“Eternal Beauty: Unearthing the Past of an Ancient Greek Girl Adorned with a Ceramic Flower Wreath”

Ancient Greek Girl Buried With A Crown of Ceramic Flowers, Patras, 300-400 BC, from Museum of Patras, September 5, 2013//Credit: Wikimedia Commons-Fred Martin Kaaby-CC-BY-SA-3.0

The skull of an Ancient Greek girl with a ceramic flower wreath has been discovered. These remains have been dated circa 400 to 300 B.C. This skull currently resides in The New Archaeological Museum of Patras in Greece.

This fossilized cranium is among a featured collection of the pates of women and girls found in the North Cemetery in Patras in the Hellenistic period. Patras is presently Greece’s third-largest city, the regional capital of Western Greece in the northern Peloponnese.

This period of history under consideration is one of Greek expansion and conquest. The collection is dated roughly from the time of the death of Alexander the Great (323 BCE) to the rise of Augustus in Rome (31 BCE).

What is archaeology?

How can this ancient Greek girl wearing a ceramic wreath be characterized? Some scholars of archaeology are dynamic storytellers, or they may ask so many conflicting questions we may get bored. Their presentation may be about little more than nothing. A sense of humor helps reveal more than dry bones and broken pottery.

It is a good question to ask on International Archaeology Day (or any day of the year). What is this excavatable field of inquiry all about? Anytime an archaeologist examines ancient remains, they have certain goals in mind. They wish to document and explain the origins of human cultures. Desiring to understand cultural histories and record evolution, archaeologists thus study behavior and ecology.

Is archaeology useful?

A focus on prehistoric and historical times is usually measured by the search for objectivity in asking many questions. Nevertheless, contemporary society finds all this useful when it contributes not simply to education but identity and community formation. These cannot be separated from politics or how power and society’s institutions are arranged, challenged, and justified. Has humanity evolved for the better because of archaeology and its contributions?

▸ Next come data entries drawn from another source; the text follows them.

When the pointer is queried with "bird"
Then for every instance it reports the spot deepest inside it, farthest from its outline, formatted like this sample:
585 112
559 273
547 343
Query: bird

As the world becomes more ecologically aware, the overlap between archaeology and paleontology increases in importance. The difference between the former and the latter is that paleontology focuses on all life forms. Whether with social or deep ecological views, we begin to comprehend that human development cannot be separated from other species and dynamics of the planet.

Before digging, archaeologists research the historical background of the area to be considered. They survey the land for features and challenges. Preliminarily, and at regular intervals, subsurface testing is followed by written reports. Scholars hope that something profound can be discovered for historical and social interpretation.

Why buried with the wreath of ceramic flowers?

Focusing on the remains of this girl, who obviously did not live to become an adult, allows us to speculate on biological evolution, the meanings of Greek youth in her epoch, and the path girls take in going from childhood to womanhood.

We can consider marriage rituals, religion, gender roles, sexuality, and children’s rites of passage. How did her community value nature and the arts? These are only beginnings. And these instincts become more specific as a product of the historical research one does before digging for bones or the remnants of art or tools.